Ora si cerca di recuperare i corpi, ma solo pochi sono già stati trovati. Gli altri rischiano di rimanere inghiottiti tra le onde. Si perpetua il triste rito della ricerca di cadaveri quando si è omesso di cercarli da vivi.

Sorgono gli interrogativi attorno al ruolo della nuova Guardia costiera libica, che utilizza imbarcazioni ed equipaggiamenti donati dall’Italia, che addestra anche i suoi uomini a Gaeta, ma che viene controllata dal governo libico e dai suoi consiglieri turchi. La Libia avrebbe dovuto attivare per prima l’intervento perché le barche erano ancora in prossimità delle sue coste. Non lo ha fatto a causa delle difficili condizioni meteo. Ma anche Italia e Malta non sono intervenuti. E pare che nella zona sia transitato anche un aereo di Frontex.

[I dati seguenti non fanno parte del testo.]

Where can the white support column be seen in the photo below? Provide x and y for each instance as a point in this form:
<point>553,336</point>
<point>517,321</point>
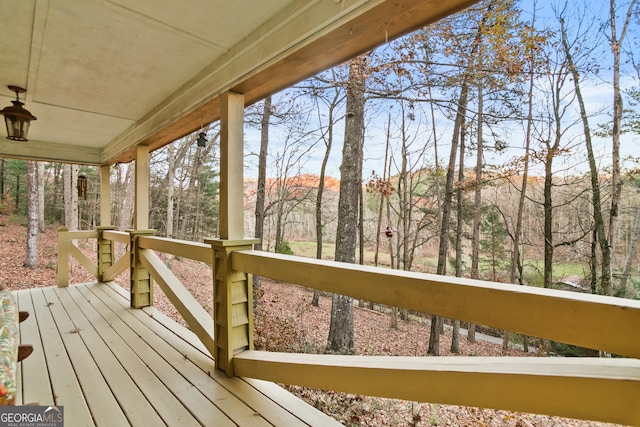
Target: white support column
<point>105,195</point>
<point>141,206</point>
<point>231,166</point>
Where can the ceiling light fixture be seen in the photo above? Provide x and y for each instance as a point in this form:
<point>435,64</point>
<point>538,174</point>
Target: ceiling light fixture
<point>17,118</point>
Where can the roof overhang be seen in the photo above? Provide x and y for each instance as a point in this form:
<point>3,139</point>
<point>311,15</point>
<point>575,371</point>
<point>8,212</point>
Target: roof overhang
<point>104,76</point>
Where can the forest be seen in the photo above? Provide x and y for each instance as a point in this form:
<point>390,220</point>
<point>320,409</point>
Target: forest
<point>498,143</point>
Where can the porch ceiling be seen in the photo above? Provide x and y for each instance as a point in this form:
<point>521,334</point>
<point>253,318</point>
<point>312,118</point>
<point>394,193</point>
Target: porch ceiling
<point>105,75</point>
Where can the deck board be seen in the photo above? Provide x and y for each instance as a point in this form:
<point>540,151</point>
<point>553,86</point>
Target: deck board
<point>67,392</point>
<point>108,364</point>
<point>94,386</point>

Numerose le prese di posizione del mondo politico dopo l’ennesima tragedia del mare. Si chiama in causa il ruolo dell’Europa e degli stati membri che questa volta hanno fallito. La portavoce dell’Oim, l’organizzazione dell’Onu per i migranti, Safa Mshli ha detto: «Gli Stati si sono rifiutati di agire per salvare la vita di oltre 100 persone. Hanno supplicato e inviato richieste di soccorso per due giorni prima di annegare nel cimitero del Mediterraneo. È questa l’eredità dell’Europa?». Altre prese di posizione in Italia: Matteo Salvini afferma che quei morti pesano sulla coscienza dei buonisti, altri richiamano alle condotte omissive che anche il nostro Paese avrebbe messo in atto.

L’ennesima tragedia questa volta chiama in causa delle oggettive responsabilità per comportamenti omissivi. Quelle persone potevano essere salvate e sono state lasciate morire, facendo trascorrere inutilmente ore e giorni. Per questo si può parlare di “strage” e non di “disgrazia”. Questo è inaccettabile.

Si cercherà di ricostruire sempre meglio la sequenza degli allarmi, delle richieste, dei dinieghi.

Ciò che non si potrà più fare è riportare in vita quegli uomini e quelle donne annegati nel mare.